"Zweites Weihnachten": Zum Osterfest schenkt man heute mehr als nur Schokolade

©VOL.AT/Mayer, Philipp Steurer
An Ostern schenkt man heute längst mehr als nur ein Osternest. Theresia Fröwis, Obfrau der Sparte Handel, im VOL.AT-Interview über den Geschenkewahnsinn und die Bedeutung von Ostern.

Sucht man im Internet nach dem Thema Ostern, findet man neben einigen Seiten, die die Bedeutung des christlichen Festes erklären, auch viele Seiten mit Geschenketipps. Auch in Geschäften findet man zahlreiche Ostergeschenke – der Trend geht weg von klassischen Osternestern mit Schokohase und bunten Eiern, hin zu Geschenken aller Art. Zum Thema Ostern gibt es heute alles mögliche zu kaufen: Von T-Shirts über Dekofiguren bis hin zu Schmucksets und Spielzeug mit Hasenmotiv. Der Brauch rund um die wundersame Auferstehung Christi scheint langsam zu einem Konsumfest zu verkommen. Einige nennen Ostern sogar scherzhaft ein “zweites Weihnachten”: Kinder freuen sich auf den Osterhasen, der ihnen Geschenke bringt und mit einem klassischen Osternest lässt sich nicht mehr so sehr punkten wie früher.

Schenken zum “Osterhas”

Von einem Geschenkewahnsinn könne man nicht reden, erklärt Theresia Fröwis, Spartenobfrau für Handel in Vorarlberg. “Die Umsatzzahlen im Handel sind nicht massiv gestiegen. Vor Ostern war immer schon eine gute Umsatzzeit.” Grund für das zunehmende Schenken an Ostern sei auch die Jahreszeit: “Es ist Frühlingsanfang, es wird wärmer. Alle haben Sehnsucht Sport zu betreiben. Da kauft man dann schon das ein oder andere Fahrrad, aber das hätte man dann wahrscheinlich sowieso gekauft und jetzt schenkt man es eben zum ‘Osterhas'”, verdeutlicht Fröwis, die das gleichnamige Schuhaus in Bezau führt.

Zweitgrößter Umsatzanteil

Ein Umsatzplus gibt es zwar, doch ist Ostern mittlerweile wirklich eine Art “zweites Weihnachten” was das Schenken angeht? “Weihnachten ist immer noch der Spitzenreiter und der Osterumsatz macht ungefähr ein Drittel vom Weihnachtsumsatz aus”, meint die Spartenobfrau. Das Fest der Liebe liege unangefochten an der Spitze, der zweitgrößte Umsatzanteil sei Ostern und danach komme der Muttertag. “Das hat den Grund, dass man am Muttertag nur Mütter und Großmütter beschenkt und an Ostern beschenkt man die ganze Familie und Freunde”, erklärt Fröwis.

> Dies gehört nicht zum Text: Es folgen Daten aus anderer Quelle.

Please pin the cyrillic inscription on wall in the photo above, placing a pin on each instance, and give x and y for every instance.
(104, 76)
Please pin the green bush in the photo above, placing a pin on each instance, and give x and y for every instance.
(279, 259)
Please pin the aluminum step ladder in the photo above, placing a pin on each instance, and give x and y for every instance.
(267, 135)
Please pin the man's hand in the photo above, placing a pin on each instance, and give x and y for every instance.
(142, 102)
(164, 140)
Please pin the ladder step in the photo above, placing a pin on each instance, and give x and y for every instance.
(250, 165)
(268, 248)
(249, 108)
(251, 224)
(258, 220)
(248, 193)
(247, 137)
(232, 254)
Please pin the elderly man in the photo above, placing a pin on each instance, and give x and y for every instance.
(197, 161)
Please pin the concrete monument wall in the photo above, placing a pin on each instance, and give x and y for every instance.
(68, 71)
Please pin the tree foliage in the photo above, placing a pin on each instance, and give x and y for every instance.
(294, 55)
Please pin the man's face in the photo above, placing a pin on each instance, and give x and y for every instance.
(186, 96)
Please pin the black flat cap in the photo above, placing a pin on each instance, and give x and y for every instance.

Das sind die beliebtesten Geschenke

66 Euro, soviel geben Herr und Frau Österreicher laut einer Studie für Ostergeschenke aus. Geschenkt wird, was gefällt. “Spitzenreiter sind natürlich Süßigkeiten und Spielsachen, weil man hauptsächlich Kinder beschenkt”, so die Obfrau der Sparte Handel. Auch für Parfümerien und Drogerien gäbe es ein “saftiges Umsatzplus”. Ebenfalls beliebt seien Sportartikel, etwa Fahrräder, Joggingschuhe und Sportbekleidung. Für den Lebensmittelhandel sei die Osterzeit sehr wichtig, Karfreitag sei immerhin nach dem 23. Dezember der umsatzstärkste Tag. “Man hat die Fastenzeit hinter sich, hat etwas zurückgeschalten was das Essen angeht. Jetzt hat man wieder Lust besonders gut zu kochen, wieder fein zu essen und das merkt man im Lebensmittelhandel natürlich”, führt Fröwis einen der Gründe aus.